Comparison with the state of the art. We compare our best localisation result with the state of the art in Table 10. With 25.3% test error, our “VGG” team won the localisation challenge of ILSVRC-2014 (Russakovsky et al., 2014). Notably, our results are considerably better than those of the ILSVRC-2013 winner Overfeat (Sermanet et al., 2014), even though we used less scales and did not employ their resolution enhancement technique. We envisage that better localisation performance can be achieved if this technique is incorporated into our method. This indicates the performance advancement brought by our very deep ConvNets – we got better results with a simpler localisation method, but a more powerful representation.
Comparison with the most advanced level . We are on the table 10 Our best positioning results are compared with the most advanced level . With 25.3% Test error rate , our “VGG” The team won ILSVRC-2014 Positioning challenge (Russakovskyet al,2014). It is worth noting that , Our result ratio ILSVRC-2013 Winner Overfeat(Sermanet et al,2014 year ) The results are much better , Although we used fewer scales and did not use their resolution enhancement technology . We imagine that if we integrate this technology into our method , Better positioning performance can be achieved . This shows that we are very deep ConvNets Improved performance —— We use a simpler location method to get better results , But it means more powerful .
In the previous sections we have discussed training and evaluation of very deep ConvNets on the ILSVRC dataset. In this section, we evaluate our ConvNets, pre-trained on ILSVRC, as feature Table 10: Comparison with the state of the art in ILSVRC localisation. Our method is denoted as “VGG”
In the previous section , We discussed in ILSVRC Training and evaluation on data sets are very deep ConvNet. In this section , We evaluated the situation in ILSVRC Pre trained ConvNets, As a feature table 10: And ILSVRC Comparison of the latest localized technologies . Our method is expressed as “VGG”
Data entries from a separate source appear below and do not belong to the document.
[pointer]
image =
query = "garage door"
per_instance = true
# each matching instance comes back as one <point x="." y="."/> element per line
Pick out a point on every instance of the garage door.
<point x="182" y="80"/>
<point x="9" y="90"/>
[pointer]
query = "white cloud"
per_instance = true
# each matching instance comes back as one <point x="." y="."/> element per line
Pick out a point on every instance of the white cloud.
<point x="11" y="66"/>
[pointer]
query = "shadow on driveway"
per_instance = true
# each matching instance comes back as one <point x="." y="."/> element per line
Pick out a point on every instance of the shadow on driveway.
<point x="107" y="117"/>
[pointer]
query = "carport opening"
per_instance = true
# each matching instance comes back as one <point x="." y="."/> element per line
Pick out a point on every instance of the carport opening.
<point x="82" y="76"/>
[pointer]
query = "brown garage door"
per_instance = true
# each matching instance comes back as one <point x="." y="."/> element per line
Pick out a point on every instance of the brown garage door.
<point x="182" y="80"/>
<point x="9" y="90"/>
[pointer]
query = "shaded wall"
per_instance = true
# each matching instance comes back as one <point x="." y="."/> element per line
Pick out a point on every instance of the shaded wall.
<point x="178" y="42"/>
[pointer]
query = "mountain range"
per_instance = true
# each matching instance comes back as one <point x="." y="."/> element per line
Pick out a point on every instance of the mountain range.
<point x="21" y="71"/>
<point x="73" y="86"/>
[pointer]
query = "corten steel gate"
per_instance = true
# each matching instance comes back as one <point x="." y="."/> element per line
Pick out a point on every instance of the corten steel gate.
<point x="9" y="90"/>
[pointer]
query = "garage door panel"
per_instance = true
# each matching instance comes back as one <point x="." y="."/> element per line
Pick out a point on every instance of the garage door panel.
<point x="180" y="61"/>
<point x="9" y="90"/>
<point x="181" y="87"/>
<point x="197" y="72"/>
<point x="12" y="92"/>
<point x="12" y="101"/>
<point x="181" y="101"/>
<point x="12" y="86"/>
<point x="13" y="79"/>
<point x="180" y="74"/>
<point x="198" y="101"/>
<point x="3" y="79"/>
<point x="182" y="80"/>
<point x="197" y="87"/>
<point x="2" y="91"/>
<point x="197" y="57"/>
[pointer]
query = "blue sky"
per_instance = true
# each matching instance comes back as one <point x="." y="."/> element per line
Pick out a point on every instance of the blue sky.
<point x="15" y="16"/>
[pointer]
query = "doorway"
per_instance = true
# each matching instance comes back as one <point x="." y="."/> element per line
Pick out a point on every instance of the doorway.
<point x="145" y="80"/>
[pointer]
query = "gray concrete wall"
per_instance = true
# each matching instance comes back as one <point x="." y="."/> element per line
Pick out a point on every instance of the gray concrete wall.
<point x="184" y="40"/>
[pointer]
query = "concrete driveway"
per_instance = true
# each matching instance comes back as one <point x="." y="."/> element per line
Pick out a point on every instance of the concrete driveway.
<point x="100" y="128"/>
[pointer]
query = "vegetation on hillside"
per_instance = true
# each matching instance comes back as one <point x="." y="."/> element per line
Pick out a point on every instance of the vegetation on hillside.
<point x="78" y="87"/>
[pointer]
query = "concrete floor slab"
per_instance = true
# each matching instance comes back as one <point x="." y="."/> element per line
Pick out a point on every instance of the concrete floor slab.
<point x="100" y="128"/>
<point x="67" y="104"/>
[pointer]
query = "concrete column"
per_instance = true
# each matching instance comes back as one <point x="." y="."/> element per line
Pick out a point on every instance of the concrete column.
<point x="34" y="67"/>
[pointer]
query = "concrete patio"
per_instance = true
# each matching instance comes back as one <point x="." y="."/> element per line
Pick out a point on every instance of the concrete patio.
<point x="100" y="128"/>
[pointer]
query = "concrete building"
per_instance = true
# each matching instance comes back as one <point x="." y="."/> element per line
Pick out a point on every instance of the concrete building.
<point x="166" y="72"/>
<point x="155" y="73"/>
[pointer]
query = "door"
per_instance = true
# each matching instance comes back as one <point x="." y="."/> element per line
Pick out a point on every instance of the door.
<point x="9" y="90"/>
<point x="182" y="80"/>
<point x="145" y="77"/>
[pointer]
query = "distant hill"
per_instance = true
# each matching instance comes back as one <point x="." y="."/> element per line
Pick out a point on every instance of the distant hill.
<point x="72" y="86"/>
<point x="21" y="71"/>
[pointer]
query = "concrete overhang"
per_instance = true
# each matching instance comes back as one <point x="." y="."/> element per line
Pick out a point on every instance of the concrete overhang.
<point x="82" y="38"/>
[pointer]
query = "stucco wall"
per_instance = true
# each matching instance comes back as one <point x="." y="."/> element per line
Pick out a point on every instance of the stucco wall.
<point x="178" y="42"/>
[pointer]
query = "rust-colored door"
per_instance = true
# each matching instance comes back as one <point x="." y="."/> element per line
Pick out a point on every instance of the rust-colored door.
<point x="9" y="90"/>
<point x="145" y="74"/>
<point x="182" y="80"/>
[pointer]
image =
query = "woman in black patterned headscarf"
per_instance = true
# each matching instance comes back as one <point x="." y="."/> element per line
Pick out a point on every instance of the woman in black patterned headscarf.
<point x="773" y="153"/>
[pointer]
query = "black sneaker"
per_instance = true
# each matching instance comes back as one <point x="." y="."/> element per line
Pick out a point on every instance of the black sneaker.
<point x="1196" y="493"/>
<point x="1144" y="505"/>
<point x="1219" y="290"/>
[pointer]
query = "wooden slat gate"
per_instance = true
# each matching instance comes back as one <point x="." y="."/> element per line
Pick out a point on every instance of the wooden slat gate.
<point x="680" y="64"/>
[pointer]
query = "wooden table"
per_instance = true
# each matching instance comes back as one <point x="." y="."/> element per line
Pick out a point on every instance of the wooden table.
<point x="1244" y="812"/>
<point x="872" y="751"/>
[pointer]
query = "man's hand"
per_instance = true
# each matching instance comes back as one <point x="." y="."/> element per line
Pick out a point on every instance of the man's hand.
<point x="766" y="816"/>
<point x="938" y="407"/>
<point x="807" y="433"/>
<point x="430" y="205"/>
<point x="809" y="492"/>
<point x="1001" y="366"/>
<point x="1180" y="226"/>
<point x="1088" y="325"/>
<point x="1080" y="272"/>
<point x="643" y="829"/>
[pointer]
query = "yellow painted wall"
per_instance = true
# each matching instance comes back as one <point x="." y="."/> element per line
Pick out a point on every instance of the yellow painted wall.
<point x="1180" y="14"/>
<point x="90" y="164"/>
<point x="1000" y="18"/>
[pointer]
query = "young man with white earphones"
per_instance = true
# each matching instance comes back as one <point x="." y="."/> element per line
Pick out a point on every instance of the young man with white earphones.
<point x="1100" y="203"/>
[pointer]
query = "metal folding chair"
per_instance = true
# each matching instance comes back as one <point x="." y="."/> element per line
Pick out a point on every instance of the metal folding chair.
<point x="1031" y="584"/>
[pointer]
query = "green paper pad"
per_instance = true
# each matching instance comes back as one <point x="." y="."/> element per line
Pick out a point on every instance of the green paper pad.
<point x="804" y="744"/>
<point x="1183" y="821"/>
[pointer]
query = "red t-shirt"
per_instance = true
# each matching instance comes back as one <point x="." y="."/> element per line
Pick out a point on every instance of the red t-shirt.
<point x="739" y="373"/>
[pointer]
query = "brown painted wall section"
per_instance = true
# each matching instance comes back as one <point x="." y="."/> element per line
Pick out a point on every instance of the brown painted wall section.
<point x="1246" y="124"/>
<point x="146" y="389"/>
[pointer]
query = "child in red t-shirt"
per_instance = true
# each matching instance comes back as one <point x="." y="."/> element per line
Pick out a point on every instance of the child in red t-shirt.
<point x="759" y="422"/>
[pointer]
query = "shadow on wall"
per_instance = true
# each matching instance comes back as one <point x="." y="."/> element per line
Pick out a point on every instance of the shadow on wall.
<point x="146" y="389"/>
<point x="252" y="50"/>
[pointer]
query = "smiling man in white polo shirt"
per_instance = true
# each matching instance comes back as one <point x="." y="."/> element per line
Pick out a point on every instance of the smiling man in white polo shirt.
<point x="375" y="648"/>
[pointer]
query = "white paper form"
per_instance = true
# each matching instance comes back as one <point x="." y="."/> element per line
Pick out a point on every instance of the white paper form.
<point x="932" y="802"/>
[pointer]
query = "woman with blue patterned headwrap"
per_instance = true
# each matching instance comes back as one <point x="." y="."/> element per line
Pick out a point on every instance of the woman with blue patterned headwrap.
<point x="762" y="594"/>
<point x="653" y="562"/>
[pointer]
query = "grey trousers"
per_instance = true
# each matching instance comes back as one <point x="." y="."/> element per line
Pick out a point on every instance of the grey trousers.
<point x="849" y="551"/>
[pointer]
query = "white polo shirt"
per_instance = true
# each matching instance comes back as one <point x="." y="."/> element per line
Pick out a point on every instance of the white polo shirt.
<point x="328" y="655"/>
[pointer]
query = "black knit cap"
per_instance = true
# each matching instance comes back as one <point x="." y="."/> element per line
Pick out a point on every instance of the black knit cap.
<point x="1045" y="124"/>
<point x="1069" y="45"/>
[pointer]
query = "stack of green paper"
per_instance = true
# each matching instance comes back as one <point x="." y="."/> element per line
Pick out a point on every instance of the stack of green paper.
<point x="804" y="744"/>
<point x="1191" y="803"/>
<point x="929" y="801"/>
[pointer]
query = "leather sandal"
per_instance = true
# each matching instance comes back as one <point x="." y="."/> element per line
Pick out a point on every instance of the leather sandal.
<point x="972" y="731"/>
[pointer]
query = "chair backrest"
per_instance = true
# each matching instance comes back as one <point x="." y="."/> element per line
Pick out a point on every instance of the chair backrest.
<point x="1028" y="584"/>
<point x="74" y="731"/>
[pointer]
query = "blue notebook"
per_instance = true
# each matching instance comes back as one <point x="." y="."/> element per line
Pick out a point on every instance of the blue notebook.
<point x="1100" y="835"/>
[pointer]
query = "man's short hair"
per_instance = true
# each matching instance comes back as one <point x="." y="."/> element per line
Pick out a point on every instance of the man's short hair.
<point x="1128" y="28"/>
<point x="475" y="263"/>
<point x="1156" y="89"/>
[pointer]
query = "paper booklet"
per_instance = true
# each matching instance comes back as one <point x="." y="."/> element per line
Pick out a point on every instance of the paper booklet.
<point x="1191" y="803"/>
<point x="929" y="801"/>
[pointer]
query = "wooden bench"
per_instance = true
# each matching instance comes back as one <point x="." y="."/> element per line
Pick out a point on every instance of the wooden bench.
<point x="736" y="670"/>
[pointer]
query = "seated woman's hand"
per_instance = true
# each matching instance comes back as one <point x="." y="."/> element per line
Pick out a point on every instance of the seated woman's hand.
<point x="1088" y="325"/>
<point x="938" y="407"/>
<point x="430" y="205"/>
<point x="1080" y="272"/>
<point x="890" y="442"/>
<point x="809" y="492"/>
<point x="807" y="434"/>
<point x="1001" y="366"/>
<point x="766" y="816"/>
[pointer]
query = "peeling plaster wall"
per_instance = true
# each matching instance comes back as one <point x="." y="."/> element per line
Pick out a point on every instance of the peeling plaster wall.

extractors on other, smaller, datasets, where training large models from scratch is not feasible due to over-fitting. Recently, there has been a lot of interest in such a use case (Zeiler & Fergus, 2013; Donahue et al., 2013; Razavian et al., 2014; Chatfield et al., 2014), as it turns out that deep image representations, learnt on ILSVRC, generalise well to other datasets, where they have outperformed hand-crafted representations by a large margin. Following that line of work, we investigate if our models lead to better performance than more shallow models utilised in the state-of-the-art methods. In this evaluation, we consider two models with the best classification performance on ILSVRC (Sect. 4) – configurations “Net-D” and “Net-E” (which we made publicly available).
Extractors on other smaller datasets , Because of over fitting , It is not feasible to train large models from scratch . lately , People are interested in this kind of use case (Zeiler & Fergus,2013;Donahue et al,2013;Razavian et al,2014;Chatfield et al,2014), Because it turns out , Depth image stay ILSVRC The representation learned on can be well extended to other data sets , On these datasets, their performance is much better than that of hand-made representations . After this work , We investigate whether our model has better performance than the shallower model used in the most advanced methods . In this assessment , We considered two in ILSVRC( The first 4 section ) A model with the best classification performance on —— To configure “Net-D” and “Net-E”( We publicly offer ).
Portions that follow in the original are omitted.